The defrag segments are created in defrag_segments() at the end fo the defragmentation process, i.e. if all of the fragments have been received. The msgb contains the defragmented (complete) PDU.
The way how I understand defrag_segments(): It will only free the 'expnd' message if any DCOMP or PCOMP is active. But it will not actually free the 'msg' that is passed into sgsn_rx_sndcp_ud_ind(). And the latter function is not free()ing msg. In fact, it not even uses the 'msg' argument at all ?!?
Updated by laforge almost 4 years ago
- Status changed from New to In Progress
- % Done changed from 0 to 20
So the normal flow of events is:
- handle_nsip_read()
- gprs_ns_rcvmsg()
- gprs_ns_process_msg()
- gprs_ns_rx_unitdata()
- sgsn_ns_cb(GPRS_NS_EVT_UNIT_DATA, ...)
- bssgp_rcvmsg()
- bssgp_rx_ptp()
- bssgp_rx_ul_ud()
- sgsn_main.c:bssgp_prim_cb(SAP_BSSGP_LL, PRIM_BSSGP_UL_UD, PRIM_OP_INDICATION)

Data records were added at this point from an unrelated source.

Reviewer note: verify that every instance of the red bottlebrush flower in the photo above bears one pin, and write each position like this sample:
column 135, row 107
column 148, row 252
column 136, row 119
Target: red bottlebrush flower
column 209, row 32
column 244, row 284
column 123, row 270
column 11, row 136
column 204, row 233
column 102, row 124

- gprs_llc.c:gprs_llc_rcvmsg()
- sndcp_llunitdata_ind()
- if defragmentation needed, defrag_input()
- crate copy of payload in defrag_enqueue()
- eventually end up in defrag_segments(), where the "SNDCP Defrag" msg is allocated
- if no defragmentation is needed, sgsn_rx_sndcp_ud_ind()
- if defragmentation needed, defrag_input()
- return up the stack to handle_nsip_read() where the msgb is free'd
- memory ownership of the msgb is never transferred anywhere during the entire NS/BSSGP/LLC/SGSN stack traversion
- anyone wanting to take a copy of the memory needs to do so
- sgsn_rx_sndcp_ud_ind() will not take ownership
=> defrag_segments() must free the msgb it allocates.
Updated by laforge almost 4 years ago
- % Done changed from 20 to 50
Proposed fix in https://gerrit.osmocom.org/c/osmo-sgsn/+/18733
Updated by laforge almost 4 years ago
As far as I can tell this bug has been present since the original defragmentation implementation was added in 2010 (!). It seems we never encountered a sufficient number of fragmented SNDCP messages to really run into serious resource exhaustion problems ?!?
Updated by laforge almost 4 years ago
- Status changed from In Progress to Resolved
- % Done changed from 50 to 100
patch merged.